Welcome to Hadenville
Bass is the Place
The inimitable bassist Charlie Haden defied one of the basic principles of jazz. Spontaneity is the handmaiden of improvisation, the in-the-moment inventiveness that remains a cornerstone of the music. Haden was indeed a great improviser, a player committed to making it ever new. Yet few master jazz musicians have ever been as deliberate as Haden. Each note he painstakingly extracted from his instrument, each chiseled phrase he constructed, sounded as if it were released only after considerable consideration. Paradoxically, Haden was able to make this exceedingly intentional music sound freshly minted and spontaneously expressed.
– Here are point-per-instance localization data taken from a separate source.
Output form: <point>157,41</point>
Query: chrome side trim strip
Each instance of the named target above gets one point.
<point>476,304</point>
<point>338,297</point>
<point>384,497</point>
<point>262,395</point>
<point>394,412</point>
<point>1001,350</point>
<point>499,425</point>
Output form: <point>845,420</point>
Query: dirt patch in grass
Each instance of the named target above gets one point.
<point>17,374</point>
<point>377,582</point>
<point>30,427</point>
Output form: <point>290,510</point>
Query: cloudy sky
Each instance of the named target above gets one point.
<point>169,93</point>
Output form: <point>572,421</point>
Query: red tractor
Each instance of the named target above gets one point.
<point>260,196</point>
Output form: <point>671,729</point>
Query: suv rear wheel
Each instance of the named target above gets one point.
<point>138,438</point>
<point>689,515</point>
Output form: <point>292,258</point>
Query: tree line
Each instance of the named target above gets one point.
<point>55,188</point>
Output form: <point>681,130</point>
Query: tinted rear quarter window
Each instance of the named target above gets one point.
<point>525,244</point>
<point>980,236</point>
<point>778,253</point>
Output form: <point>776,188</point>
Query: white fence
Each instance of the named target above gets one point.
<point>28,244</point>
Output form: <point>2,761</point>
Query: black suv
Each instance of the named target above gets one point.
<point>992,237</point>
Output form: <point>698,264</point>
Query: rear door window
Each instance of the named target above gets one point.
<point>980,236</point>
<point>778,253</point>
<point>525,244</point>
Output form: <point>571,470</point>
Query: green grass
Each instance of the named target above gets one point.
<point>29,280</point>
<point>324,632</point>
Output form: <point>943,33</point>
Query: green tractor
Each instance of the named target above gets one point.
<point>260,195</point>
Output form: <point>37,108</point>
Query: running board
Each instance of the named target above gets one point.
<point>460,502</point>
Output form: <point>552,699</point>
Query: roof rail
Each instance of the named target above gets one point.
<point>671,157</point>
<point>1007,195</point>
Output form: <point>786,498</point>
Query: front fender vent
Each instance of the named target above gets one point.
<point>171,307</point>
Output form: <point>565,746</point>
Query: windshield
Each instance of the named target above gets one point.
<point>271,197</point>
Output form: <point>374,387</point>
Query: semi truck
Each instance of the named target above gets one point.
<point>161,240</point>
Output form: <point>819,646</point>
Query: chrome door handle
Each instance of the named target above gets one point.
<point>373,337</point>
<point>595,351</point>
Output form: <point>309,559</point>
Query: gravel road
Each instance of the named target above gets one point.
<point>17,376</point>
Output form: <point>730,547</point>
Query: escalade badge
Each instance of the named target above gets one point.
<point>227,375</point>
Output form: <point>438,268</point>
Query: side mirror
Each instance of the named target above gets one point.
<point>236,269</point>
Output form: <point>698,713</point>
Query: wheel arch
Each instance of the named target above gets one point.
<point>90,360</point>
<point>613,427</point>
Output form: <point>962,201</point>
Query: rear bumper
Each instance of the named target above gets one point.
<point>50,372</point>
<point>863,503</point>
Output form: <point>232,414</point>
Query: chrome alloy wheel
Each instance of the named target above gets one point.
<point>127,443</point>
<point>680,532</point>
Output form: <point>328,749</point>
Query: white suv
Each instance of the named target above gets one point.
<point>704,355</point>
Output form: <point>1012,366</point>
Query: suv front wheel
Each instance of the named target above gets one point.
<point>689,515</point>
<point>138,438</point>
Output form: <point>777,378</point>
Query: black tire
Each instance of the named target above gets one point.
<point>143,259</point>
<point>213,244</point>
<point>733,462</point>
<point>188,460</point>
This delicate balance came with specific rules. When Haden soloed, a listener was immediately ushered into “Hadenville,” a musical realm where things progressed according to the bassists’s personal sense of time and space. Here, there was no concept of technique for its own sake. When you dealt with Haden, technique as we generally understand it — instrumental flexibility, rapidity of notes, seamless delivery, and so forth — was left on the porch. Ideas replaced flash of any kind; expressivity, the tonal value of each deeply intoned note became paramount.
You can clearly hear this deliberate/spontaneous weave during Haden’s extended improvisation on “Malkauns” from trumpeter Don Cherry’s 1975 album Brown Rice. (The album’s title was changed to Don Cherry in 1976.) For the first four and a half minutes of the performance (I can’t label it a song; if there is a discernible melody, I can’t pin it down), Haden holds the spotlight, accompanied by the drone of Moki Cherry’s tamboura. Don Cherry and the drummer, Billy Higgins, then join Haden, making it, in effect, a reunion of the original 1959 Ornette Coleman quartet minus the iconic saxophonist. To my ears it sounds as if this vibrant group improvisation were grafted onto Haden’s solo track, especially as the performance morphs back to Haden’s statement after the trio improvisation ends. It’s expertly done and extremely satisfying, no matter any studio wizardry. And let’s acknowledge Cherry’s admiration and respect for Haden, granting him the spotlight for so great a portion of the piece.
Haden, Cherry and Higgins were blood-brother collaborators, and I hope to write more about their profound unity in the future. For now, let “Malkauns” stand as a tribute to the monarch of Hadenville.

"a musical realm where things progressed according to the bassists’s personal sense of time and space" - yeah. Well said.